The experimental results of this paper agree with theoretical results on convergence of PINNs for parabolic and elliptic partial differential equations [6] even for large two-dimensional problems such as the quantum harmonic oscillator. This benchmark datasetFootnote 1 provides all means for a comprehensive assessment of approximation error as well as scalability due to the availability of an analytic solution while the smoothness of the solution can be altered by frequency \(\omega \) of the QHO. The approximated solution of Physics-informed neural networks approached the quality of state-of-the-art spectral solvers for the QHO [11]. The training time of PINN or GatedPINN is not competitive to the runtime of spectral solvers for one 2D simulation.
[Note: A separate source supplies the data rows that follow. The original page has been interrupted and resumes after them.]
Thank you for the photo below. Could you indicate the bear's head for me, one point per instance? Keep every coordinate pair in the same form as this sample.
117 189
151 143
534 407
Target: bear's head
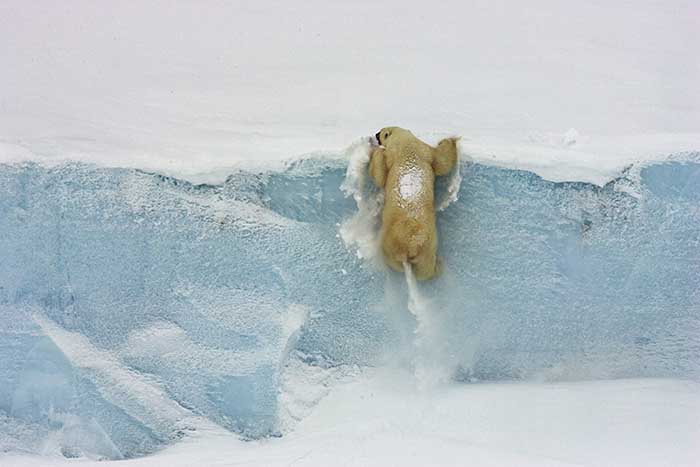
385 133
However, PINN enable warm-starting simulations by transfer learning techniques, integrating parameters (e.g. \(\omega \) in our case) or Physics-informed solutions to inverse problems [12] making that approach more flexible than traditional solvers. The former two approaches might tackle that challenge by learning complex relationships among parameters [13] or adapting a simulation to a new configuration at faster training time than learning it from scratch while the latter might pave the way for future experimental usage. The GatedPINN architecture finally allows us to approach higher dimensional data when training physics-informed neural networks by training k sub-PINN each representing a certain fraction of the computational domain at 1/k of the total PINN capacity. GatedPINN preserve the accuracy of PINN while the training time was reduced by 40% (Table 3). This effect will become even more evident for 3D or higher dimensional problems. Limiting the computational blowup of PINN and retaining linear speedup (see Fig. 7) are crucial steps towards the applications of physics-informed neural networks on e.g. three-dimensional or complex and coupled partial differential equations.

5 Conclusion

Physics-informed neural networks denote a recent general purpose vehicle for machine learning assisted solving of partial differential equations. These neural solvers are solely trained on initial conditions while the time-dependent solution is recovered by solving an optimization problem. However, a major bottleneck of neural solvers is the high demand in capacity for representing the solution which relates to the size, dimension and complexity of the compute domain. In this work, we approach that issue by learning a domain decomposition and utilizing multiple tiny neural networks. GatedPINNs basically reduce the number of parameters per unit volume of our compute domain which reduces the training time while almost retaining the accuracy of the baseline neural solver. We find these results on a novel benchmark based on the 2D quantum harmonic oscillator. Additionally, GatedPINN estimate high-quality solutions of the physical system while the speedup is almost linear even for a large amount of GPUs.